Nous avons déjà vu que l'on ne peut pas compter sur les trois premières institutions. Deux des trois ministères du pouvoir sont subordonnés aux intérêts personnels et politiques du président. Sous Barr, le ministère de la Justice ignore les règles traditionnelles visant à protéger les procureurs de la manipulation politique. Jusqu'à présent, ces écarts par rapport à la norme ont été utilisés pour aider les amis du président, bien que rien ne les empêche d'être utilisés pour persécuter les ennemis du président. Pendant ce temps, le FBI est attaqué pour déloyauté envers le président et pourrait subir une purge de ceux qui ne sont pas disposés à soutenir le programme personnel et politique du président. La CIA fait face à des pressions similaires. Tout cela se produit sans obstruction du Congrès et est en fait aidé par la majorité républicaine au Sénat. Reste à savoir si les tribunaux contiendront ou pourront contenir le président. Il est douteux que la Cour suprême hautement politisée intervienne dans la gestion du pouvoir exécutif par le président, et la cour est traditionnellement réticente à intervenir lorsqu'un président affirme que la sécurité nationale est en jeu, que la réclamation soit ou non légitime.

Cela laisse l'armée, le troisième ministère du pouvoir. Supposons que l'armée reste aussi attachée que jamais à la tradition de l'abstention politique, que les chefs militaires ne souhaitent pas s'impliquer dans les stratagèmes que Trump pourrait avoir pour gagner la réélection ou toute action qu'il pourrait essayer de prendre en cas de perte. Mais que doit faire la direction militaire lorsqu'un président dûment élu lui donne un ordre juridique plausible de se déployer aux États-Unis? Et si cet ordre survient après une élection contestée que le président a déclarée «truquée», en raison d'une ingérence étrangère présumée ou d'une fraude présumée au pays? Lorsque les manifestants se rassemblent dans les rues et que le président de la « loi et l'ordre » ordonne aux militaires de s'opposer à cette « insurrection » et à cette « terreur domestique », le sort de notre expérience démocratique dépendra-t-il du refus des militaires d'obéir?
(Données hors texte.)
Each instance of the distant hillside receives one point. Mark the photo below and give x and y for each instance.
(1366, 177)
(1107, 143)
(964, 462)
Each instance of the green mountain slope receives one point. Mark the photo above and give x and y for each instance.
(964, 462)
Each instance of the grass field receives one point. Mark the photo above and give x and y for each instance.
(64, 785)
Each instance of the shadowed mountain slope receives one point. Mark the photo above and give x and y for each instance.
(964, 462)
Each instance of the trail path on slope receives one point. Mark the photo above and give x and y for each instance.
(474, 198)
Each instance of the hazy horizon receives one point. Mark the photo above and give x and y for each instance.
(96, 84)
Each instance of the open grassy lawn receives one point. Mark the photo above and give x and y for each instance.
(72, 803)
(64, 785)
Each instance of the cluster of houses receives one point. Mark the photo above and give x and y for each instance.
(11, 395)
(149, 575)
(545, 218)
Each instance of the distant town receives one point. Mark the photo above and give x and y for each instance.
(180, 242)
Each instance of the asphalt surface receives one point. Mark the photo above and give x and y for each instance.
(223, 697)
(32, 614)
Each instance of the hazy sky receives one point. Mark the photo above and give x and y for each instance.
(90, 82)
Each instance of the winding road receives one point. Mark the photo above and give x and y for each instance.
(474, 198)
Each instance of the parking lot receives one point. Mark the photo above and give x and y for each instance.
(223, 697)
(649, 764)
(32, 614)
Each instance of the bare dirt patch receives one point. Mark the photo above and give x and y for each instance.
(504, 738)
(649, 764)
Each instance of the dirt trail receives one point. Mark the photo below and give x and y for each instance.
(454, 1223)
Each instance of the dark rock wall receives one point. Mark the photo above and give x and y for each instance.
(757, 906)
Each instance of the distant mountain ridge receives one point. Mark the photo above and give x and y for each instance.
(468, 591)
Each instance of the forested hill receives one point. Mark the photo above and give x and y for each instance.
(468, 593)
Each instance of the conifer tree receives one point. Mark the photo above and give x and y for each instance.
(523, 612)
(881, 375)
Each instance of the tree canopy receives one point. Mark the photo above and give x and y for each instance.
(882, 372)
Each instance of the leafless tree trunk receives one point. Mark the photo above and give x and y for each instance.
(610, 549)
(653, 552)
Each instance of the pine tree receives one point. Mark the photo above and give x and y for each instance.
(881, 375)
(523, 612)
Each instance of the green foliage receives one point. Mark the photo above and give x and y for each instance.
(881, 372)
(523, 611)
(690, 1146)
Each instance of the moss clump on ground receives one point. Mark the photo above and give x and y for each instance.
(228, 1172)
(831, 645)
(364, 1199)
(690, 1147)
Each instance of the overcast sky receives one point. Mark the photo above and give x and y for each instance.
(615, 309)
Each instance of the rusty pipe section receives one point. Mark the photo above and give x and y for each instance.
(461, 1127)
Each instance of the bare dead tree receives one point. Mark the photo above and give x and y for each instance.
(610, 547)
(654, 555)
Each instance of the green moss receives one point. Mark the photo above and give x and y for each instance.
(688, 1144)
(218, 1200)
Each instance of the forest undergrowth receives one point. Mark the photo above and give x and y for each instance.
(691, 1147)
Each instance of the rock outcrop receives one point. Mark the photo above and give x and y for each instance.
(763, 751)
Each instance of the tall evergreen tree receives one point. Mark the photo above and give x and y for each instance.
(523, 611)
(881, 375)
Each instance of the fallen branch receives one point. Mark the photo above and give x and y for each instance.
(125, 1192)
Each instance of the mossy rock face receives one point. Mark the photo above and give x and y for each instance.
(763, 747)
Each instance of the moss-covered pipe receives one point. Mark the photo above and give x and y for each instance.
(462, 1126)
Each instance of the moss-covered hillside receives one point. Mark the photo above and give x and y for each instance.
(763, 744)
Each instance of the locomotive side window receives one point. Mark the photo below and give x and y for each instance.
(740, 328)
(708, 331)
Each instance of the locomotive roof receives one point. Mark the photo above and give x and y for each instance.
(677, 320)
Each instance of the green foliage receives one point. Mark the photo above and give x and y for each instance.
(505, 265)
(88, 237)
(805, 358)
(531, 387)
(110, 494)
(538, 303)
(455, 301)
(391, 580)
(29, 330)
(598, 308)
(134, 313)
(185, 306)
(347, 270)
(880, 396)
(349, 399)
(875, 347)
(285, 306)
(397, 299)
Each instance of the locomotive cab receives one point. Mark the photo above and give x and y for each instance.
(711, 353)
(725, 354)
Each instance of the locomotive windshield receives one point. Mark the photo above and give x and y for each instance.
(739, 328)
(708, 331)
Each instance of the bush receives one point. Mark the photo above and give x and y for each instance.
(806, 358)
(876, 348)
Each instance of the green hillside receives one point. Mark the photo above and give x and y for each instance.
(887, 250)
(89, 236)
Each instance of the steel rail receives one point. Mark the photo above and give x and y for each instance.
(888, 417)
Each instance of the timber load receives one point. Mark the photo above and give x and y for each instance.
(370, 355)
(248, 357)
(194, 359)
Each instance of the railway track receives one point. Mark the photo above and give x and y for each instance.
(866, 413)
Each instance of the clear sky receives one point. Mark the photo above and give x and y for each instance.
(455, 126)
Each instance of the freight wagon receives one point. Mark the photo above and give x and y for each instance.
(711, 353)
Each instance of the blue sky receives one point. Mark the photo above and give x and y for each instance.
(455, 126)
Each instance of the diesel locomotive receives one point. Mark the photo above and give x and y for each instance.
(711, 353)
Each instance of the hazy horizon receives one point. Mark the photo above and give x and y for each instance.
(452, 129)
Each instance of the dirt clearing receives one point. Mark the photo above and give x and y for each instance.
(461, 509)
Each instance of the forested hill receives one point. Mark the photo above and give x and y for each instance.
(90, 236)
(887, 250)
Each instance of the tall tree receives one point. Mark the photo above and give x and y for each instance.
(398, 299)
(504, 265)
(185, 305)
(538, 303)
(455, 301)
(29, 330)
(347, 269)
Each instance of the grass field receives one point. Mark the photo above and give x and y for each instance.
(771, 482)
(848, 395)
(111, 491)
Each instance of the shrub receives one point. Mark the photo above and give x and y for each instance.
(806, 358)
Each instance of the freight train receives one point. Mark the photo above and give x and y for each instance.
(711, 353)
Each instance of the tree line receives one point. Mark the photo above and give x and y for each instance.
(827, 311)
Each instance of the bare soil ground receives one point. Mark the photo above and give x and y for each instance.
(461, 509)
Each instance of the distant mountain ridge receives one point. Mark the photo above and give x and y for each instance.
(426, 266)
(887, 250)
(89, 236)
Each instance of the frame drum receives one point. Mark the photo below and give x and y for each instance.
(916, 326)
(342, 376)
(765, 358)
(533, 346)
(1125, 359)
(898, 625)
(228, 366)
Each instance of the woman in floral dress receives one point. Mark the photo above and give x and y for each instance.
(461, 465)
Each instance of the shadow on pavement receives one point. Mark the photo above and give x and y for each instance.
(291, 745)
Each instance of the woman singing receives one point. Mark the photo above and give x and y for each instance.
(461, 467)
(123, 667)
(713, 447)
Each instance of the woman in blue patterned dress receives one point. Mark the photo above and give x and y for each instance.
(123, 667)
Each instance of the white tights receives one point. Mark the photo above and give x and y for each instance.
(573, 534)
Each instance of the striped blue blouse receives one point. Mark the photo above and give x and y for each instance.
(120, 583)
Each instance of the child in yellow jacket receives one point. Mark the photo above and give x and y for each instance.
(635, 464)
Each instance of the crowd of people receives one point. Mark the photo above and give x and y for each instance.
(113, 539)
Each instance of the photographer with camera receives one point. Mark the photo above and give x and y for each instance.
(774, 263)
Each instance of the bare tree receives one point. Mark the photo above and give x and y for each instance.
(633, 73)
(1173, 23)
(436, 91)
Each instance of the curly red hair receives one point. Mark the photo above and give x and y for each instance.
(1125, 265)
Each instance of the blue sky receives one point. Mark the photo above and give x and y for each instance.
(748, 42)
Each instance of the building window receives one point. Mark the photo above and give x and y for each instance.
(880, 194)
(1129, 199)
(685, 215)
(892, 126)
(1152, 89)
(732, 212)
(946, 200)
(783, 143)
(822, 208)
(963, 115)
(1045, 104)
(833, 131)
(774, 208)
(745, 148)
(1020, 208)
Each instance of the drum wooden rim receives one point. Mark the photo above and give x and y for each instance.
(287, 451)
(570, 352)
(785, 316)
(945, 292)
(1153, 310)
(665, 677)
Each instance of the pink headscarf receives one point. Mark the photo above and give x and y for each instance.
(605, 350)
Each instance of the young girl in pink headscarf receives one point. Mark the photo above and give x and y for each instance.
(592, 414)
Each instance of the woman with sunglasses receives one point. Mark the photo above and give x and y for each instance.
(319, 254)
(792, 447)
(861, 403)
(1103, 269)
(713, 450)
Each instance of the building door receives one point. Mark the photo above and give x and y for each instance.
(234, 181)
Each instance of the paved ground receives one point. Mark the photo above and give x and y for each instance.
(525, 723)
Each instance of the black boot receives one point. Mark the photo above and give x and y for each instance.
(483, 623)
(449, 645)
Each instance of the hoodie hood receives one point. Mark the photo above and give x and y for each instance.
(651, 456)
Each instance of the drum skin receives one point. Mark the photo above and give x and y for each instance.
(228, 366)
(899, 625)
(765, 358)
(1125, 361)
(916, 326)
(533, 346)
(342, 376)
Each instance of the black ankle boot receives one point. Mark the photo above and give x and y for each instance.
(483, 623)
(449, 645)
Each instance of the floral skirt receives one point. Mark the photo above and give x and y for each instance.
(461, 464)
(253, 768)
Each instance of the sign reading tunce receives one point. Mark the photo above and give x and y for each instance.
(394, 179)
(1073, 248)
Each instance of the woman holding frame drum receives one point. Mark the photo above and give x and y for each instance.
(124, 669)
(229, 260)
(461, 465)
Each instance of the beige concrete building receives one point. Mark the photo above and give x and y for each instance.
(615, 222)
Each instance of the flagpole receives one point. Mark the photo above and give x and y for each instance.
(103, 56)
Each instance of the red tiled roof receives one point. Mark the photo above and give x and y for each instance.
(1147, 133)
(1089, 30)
Que ce soit un scénario plausible dépend de l’évaluation de Trump, de son Cabinet, du Sénat républicain et de la Cour suprême. Si vous croyez que Trump ne ferait jamais une telle chose, ou que les autres ne le laisseraient jamais, alors vous pouvez vous rendormir. Peut-être que l'image de Milley dans des combats de combat à l'extérieur de la Maison Blanche n'était qu'un moment passager, ou peut-être qu'elle sera la première d'une série d'images dans un futur texte sur la sape de la démocratie américaine. Mais si vous ne savez pas lequel, il n'est peut-être pas trop tôt pour déclencher l'alarme.